Dr. Emanuel’s name may appear familiar to you, likely because of his more famous brother, Rahm Emanuel, the current Mayor of Chicago and former Obama Chief of Staff.
Dr. Emanuel co-wrote a book titled “Principles for Allocation of Scarce Medical Resources,” which, while originally touted as a method of determining recipient order for life-saving transplants and the like, it has become the rationer’s bible; its formulae increasingly applied to the most routine of treatment regimes.
This hierarchy of “care-worthiness” is the backbone of ObamaCare. It is the animating principle of statist, collectivist medicine, and the catalyst for the tragedy and horror that inevitably follows.
In 2010 I wrote of a circumstance in the British National Health Service (NHS) involving one of their hospitals, the Mid-Staffordshire Hospital Trust. More than 1200 people died as a direct result of malevolent neglect and criminal incompetence in one hospital alone. A full accounting of the squalid conditions that led to those deaths may be found here.
Aside from pulling back the curtain on our own futures under ObamaCare, why do I mention the horror of Mid-Staffordshire?
The NHS, struggling mightily to regain the confidence of the British people after the shocking revelations revealed in the Mid-Staffordshire affair, recently solicited a study and report on how similar incidents may be avoided in the future. They needed to convince a wary public that these appalling events were an aberration, not at all indicative of the NHS system as a whole.

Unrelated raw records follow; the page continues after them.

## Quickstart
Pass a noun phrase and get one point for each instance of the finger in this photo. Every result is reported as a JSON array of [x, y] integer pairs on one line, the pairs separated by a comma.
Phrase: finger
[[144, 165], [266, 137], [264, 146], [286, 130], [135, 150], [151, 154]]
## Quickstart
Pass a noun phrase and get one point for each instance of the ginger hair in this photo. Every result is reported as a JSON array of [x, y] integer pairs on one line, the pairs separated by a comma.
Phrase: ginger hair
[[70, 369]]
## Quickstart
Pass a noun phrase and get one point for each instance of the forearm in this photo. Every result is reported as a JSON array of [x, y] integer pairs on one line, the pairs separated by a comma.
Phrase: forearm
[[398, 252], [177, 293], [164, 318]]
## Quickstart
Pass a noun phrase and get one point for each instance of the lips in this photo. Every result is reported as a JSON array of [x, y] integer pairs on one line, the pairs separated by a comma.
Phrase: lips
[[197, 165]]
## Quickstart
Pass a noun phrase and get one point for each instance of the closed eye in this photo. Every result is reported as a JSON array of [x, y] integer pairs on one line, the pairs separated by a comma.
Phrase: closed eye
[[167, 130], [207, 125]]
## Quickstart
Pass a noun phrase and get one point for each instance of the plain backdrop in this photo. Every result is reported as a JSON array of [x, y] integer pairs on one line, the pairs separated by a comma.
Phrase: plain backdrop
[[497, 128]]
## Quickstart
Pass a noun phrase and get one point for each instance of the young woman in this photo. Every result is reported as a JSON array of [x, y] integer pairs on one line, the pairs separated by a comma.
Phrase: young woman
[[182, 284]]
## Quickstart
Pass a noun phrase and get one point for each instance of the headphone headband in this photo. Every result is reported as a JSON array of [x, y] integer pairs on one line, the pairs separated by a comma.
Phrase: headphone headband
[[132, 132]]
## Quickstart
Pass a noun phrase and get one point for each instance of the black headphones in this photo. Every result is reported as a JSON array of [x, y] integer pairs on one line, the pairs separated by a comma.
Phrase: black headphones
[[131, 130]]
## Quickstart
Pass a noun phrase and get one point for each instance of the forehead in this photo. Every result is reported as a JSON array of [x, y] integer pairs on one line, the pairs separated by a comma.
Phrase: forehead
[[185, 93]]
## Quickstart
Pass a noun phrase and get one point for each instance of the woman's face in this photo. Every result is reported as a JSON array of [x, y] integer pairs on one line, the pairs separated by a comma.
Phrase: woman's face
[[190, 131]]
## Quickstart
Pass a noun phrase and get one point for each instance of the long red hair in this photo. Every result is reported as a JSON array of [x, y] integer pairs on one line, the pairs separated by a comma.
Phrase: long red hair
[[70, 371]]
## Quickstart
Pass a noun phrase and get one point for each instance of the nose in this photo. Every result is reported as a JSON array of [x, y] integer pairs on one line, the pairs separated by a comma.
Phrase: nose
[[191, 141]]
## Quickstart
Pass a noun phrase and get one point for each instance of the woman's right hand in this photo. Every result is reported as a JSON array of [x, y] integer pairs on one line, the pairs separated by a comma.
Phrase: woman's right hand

The NHS turned to an old friend, a trusted advisor and unfailing advocate. The man who once described the single-payer socialized system in Britain as a “globally important treasure.” They turned to the man who designed their system of rationing…the same man who is designing ours here in America. They turned to Dr. Donald Berwick.
Mid-Staffordshire was indeed not an aberration, but rather stands as a bellwether to the systemic rot that has hollowed out the practice of medicine in Great Britain.
Berwick’s report absolved the system of wrongdoing, suggesting that while mistakes may have been made, they occurred in an environment where only the best of intentions informed the decision-making, and sometimes outcomes don’t always meet expectations.
It’s one thing to give style points on an essay, but quite another to reckon intentions as equal to results, especially when lives are at stake. Welcome to the Brave New World of collectivist medicine, that has such people in it.